This Python program called ngram.py will learn an N-gram language model from an arbitrary number of plain text files. The program can generate a given number of sentences based on that N-gram model.
This program can work for any value of N, and output m sentences as the user requires. Your can run the program as follows:
ngram.py n m input-file/s
n refers to the number of grams and m refers to the number of sentences you want to generate.
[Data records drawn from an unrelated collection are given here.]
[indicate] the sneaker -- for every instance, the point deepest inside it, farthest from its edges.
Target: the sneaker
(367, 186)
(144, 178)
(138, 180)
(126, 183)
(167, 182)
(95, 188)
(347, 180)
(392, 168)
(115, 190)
for example: ngram.py 3 10 'austen-emma.txt' 'austen-persuasion.txt'
The .txt files used in this project are from http://www.gutenberg.org. Thus, you could chose the files name as follows:
'austen-emma.txt', 'austen-persuasion.txt', 'austen-sense.txt', 'bible-kjv.txt', 'blake-poems.txt', 'bryant-stories.txt',
'burgess- busterbrown.txt', 'carroll-alice.txt', 'chesterton-ball.txt', 'chesterton-brown.txt', 'chesterton-thursday.txt',
'edgeworth-parents.txt', 'melville-moby_dick.txt', 'milton-paradise.txt', 'shakespeare-caesar.txt',
'shakespeare-hamlet.txt', 'shakespeare-macbeth.txt', 'whitman-leaves.txt'
Some of the code for fetching the file and calculating Conditional Frequency Distribution is picked up from NTLK Book. https://www.nltk.org/book/